Se você foi vítima e o banco se recusa a estornar o valor, saiba que a Justiça brasileira tem um entendimento claro: a segurança das transações é responsabilidade da instituição financeira.

Mitas vezes, o banco falha ao permitir transações atípicas que fogem completamente ao perfil do cliente, e é exatamente aí que nasce o seu direito à reparação.

O Mecanismo Especial de Devolução (MED) não funcionou?

O Banco Central criou o MED para facilitar a devolução em casos de fraude. No entanto, na prática, ele muitas vezes falha porque o golpista retira o dinheiro da conta de destino em segundos.

Quando o MED falha, a via judicial entra em cena. O Judiciário entende que o banco possui o “risco do empreendimento”.

Se o sistema permitiu uma movimentação fraudulenta sem disparar alertas de segurança ou bloqueios preventivos, houve falha na prestação do serviço.

Situações em que o Banco pode ser condenado:

• Abertura de Conta por Golpistas: Se o dinheiro foi para uma conta “laranja” aberta com documentos falsos ou sem verificação rigorosa, o banco de destino é responsável pela falha na segurança.
• Transações Fora do Perfil: Um cliente que nunca faz transferências altas e, de repente, realiza vários PIXs de madrugada. Se o banco não bloqueou, ele falhou no dever de vigilância.
• Falha no Bloqueio Cautelar: O banco tem o dever de reter valores suspeitos por até 72 horas para análise. Se não o fez, pode ser obrigado a indenizar pelo prejuízo causado.

Súmula 479 do STJ: Sua maior aliada

“As instituições financeiras respondem objetivamente pelos danos gerados por fortuito interno relativo a fraudes e delitos praticados por terceiros no âmbito de operações bancárias.”

— Súmula 479, STJ

Isso significa que, mesmo que o banco diga que “você digitou a senha”, ele ainda pode ser responsabilizado se a fraude ocorreu dentro do ecossistema bancário que ele deveria proteger.

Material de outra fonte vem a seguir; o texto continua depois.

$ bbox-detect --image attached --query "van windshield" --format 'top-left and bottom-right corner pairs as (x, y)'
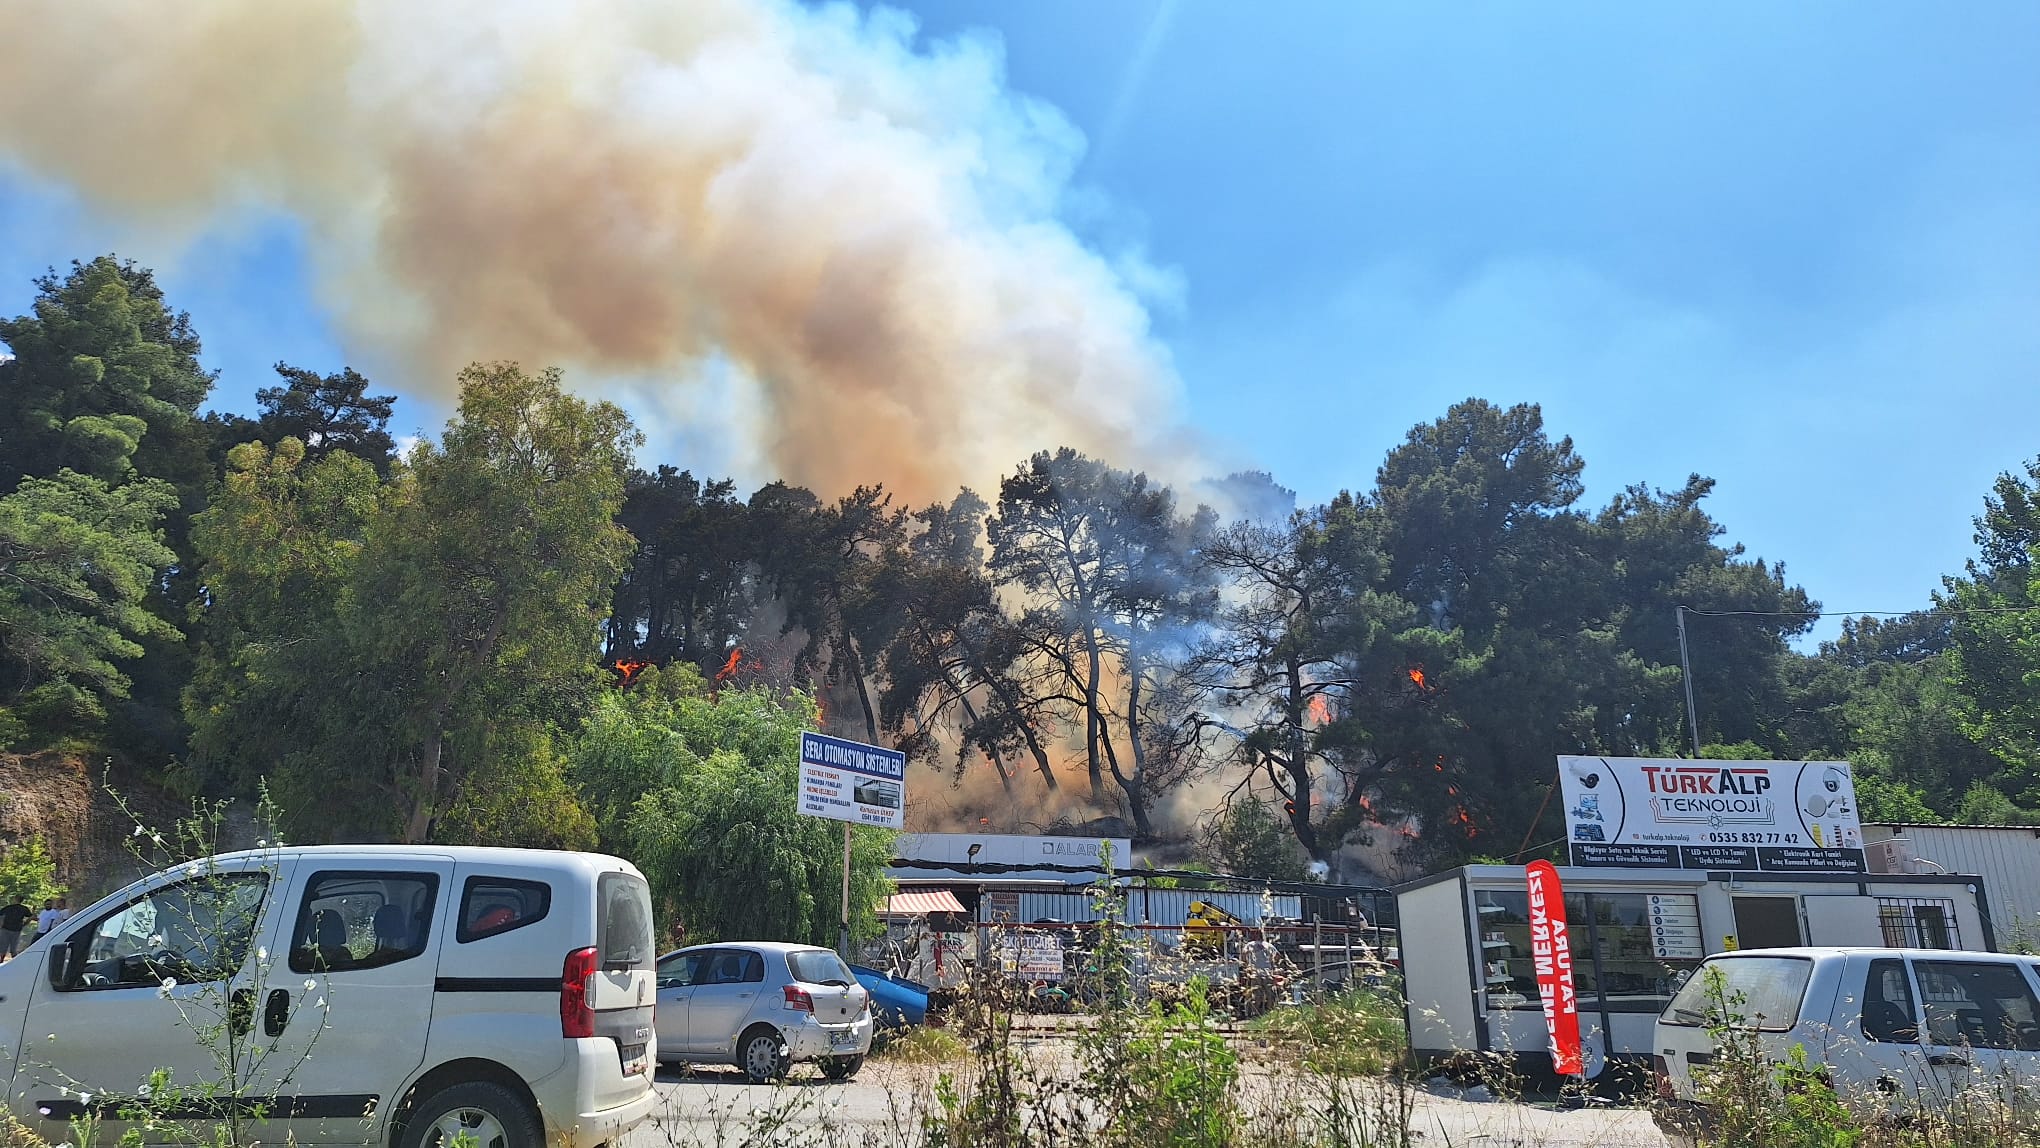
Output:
(596, 872), (654, 971)
(1663, 955), (1812, 1032)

O que fazer imediatamente após o golpe?

Para aumentar as chances de sucesso em uma ação judicial em 2026, você deve seguir este checklist rigoroso:

📄 Boletim de Ocorrência (B.O.): Pode ser feito online. É vital detalhar toda a dinâmica do golpe e identificar as contas de destino.
📞 Notificação no SAC/Ouvidoria: Registre a reclamação formal no seu banco e no banco de destino. Anote todos os protocolos.
📸 Prints e Evidências: Guarde conversas de WhatsApp, comprovantes do PIX e históricos de ligações. Não apague nada.

⚖️ Ação Judicial com Pedido Liminar: Em casos graves, o advogado pode pedir o bloqueio de bens dos envolvidos ou a antecipação da responsabilidade do banco para garantir o ressarcimento o mais rápido possível.

Conselho do Especialista:

“Não aceite o ‘não’ do banco como resposta final. A segurança digital é um dever da instituição, e o prejuízo não deve ser arcado apenas pelo consumidor lesado por falhas sistêmicas.”